Toffoli marca depoimentos do caso Master para dias 26 e 27 de janeiro


O ministro do Supremo Tribunal Federal (STF) Dias Toffoli marcou para 26 e 27 de janeiro os depoimentos no inquérito que investiga suspeitas de fraudes envolvendo o Banco Master. Na mesma decisão, o relator autorizou o acesso das defesas aos autos da investigação, que corre sob sigilo.

As oitivas serão realizadas na sede do STF, em Brasília, com parte dos depoimentos por videoconferência.

Na semana passada, Toffoli determinou que os interrogatórios fossem concentrados em apenas dois dias, e não nos seis inicialmente pedidos pela Polícia Federal (PF). O ministro citou limitações de pessoal e falta de disponibilidade de salas no tribunal para estender o prazo de depoimentos.

O ministro é relator do inquérito que apura crimes como gestão fraudulenta, gestão temerária e organização criminosa, relacionados à venda de carteiras de crédito supostamente inexistentes do Banco Master ao Banco de Brasília (BRB).

Depoimentos em 26 de janeiro

  • Dario Oswaldo Garcia Junior, diretor financeiro do BRB: videoconferência 
  • André Felipe de Oliveira Seixas Maia, diretor de empresa investigada: videoconferência
  • Henrique Souza e Silva Peretto, empresário: vídeoconferência
  • Alberto Felix de Oliveira, superintendente-executivo de Tesouraria do Banco Master: videoconferência

Depoimentos em 27 de janeiro

  • Robério Cesar Bonfim Mangueira, superintendente de Operações Financeiras do BRB: presencial
  • Luiz Antonio Bull, diretor de Riscos, Compliance, RH e Tecnologia do Banco Master: presencial
  • Angelo Antonio Ribeiro da Silva, sócio do Banco Master: videoconferência
  • Augusto Ferreira Lima, ex-sócio do Banco Master: presencial

O controlador do Banco Master, Daniel Vorcaro, não será ouvido neste momento. Ele prestou depoimento à PF em 30 de dezembro e participou de uma acareação com o ex-presidente do BRB, Paulo Henrique Costa, que também não deverá ser ouvido novamente nesta fase.

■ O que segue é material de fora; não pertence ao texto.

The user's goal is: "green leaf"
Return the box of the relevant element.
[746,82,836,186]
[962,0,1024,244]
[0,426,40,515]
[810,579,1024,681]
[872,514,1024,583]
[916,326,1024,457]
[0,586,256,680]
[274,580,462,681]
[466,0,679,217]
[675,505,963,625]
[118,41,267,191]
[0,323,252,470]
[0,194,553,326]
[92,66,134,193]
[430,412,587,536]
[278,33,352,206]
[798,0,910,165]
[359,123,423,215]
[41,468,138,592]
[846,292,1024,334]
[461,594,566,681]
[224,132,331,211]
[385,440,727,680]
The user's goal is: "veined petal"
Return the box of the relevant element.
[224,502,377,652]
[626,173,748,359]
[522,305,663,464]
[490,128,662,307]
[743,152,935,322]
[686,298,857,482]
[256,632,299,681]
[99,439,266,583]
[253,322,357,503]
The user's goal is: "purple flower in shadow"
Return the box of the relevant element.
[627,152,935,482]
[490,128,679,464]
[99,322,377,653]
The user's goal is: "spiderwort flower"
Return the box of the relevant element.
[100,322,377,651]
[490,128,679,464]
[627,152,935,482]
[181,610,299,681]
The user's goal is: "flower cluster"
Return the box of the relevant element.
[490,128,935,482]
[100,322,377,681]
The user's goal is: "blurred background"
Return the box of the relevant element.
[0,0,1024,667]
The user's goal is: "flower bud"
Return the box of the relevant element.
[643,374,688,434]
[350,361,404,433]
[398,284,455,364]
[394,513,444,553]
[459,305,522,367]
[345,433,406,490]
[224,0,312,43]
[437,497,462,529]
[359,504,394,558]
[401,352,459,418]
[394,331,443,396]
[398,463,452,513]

Investigação e próximos passos

As oitivas estavam inicialmente previstas para ocorrer de 23 a 28 de janeiro, mas o cronograma foi revisto após determinação de Toffoli. O ministro pediu à PF um calendário concentrado e determinou à Secretaria Judiciária do STF a reserva de salas e servidores para a realização dos depoimentos.

O inquérito chegou ao Supremo no fim de 2025 e ganhou novo impulso após decisões de Toffoli que envolveram a reorganização da perícia do material apreendido na Operação Compliance Zero. As provas passarão por análise com acompanhamento da Procuradoria-Geral da República (PGR) e acesso da Polícia Federal.

A investigação segue sob sigilo, e todas as diligências dependem de autorização direta do relator.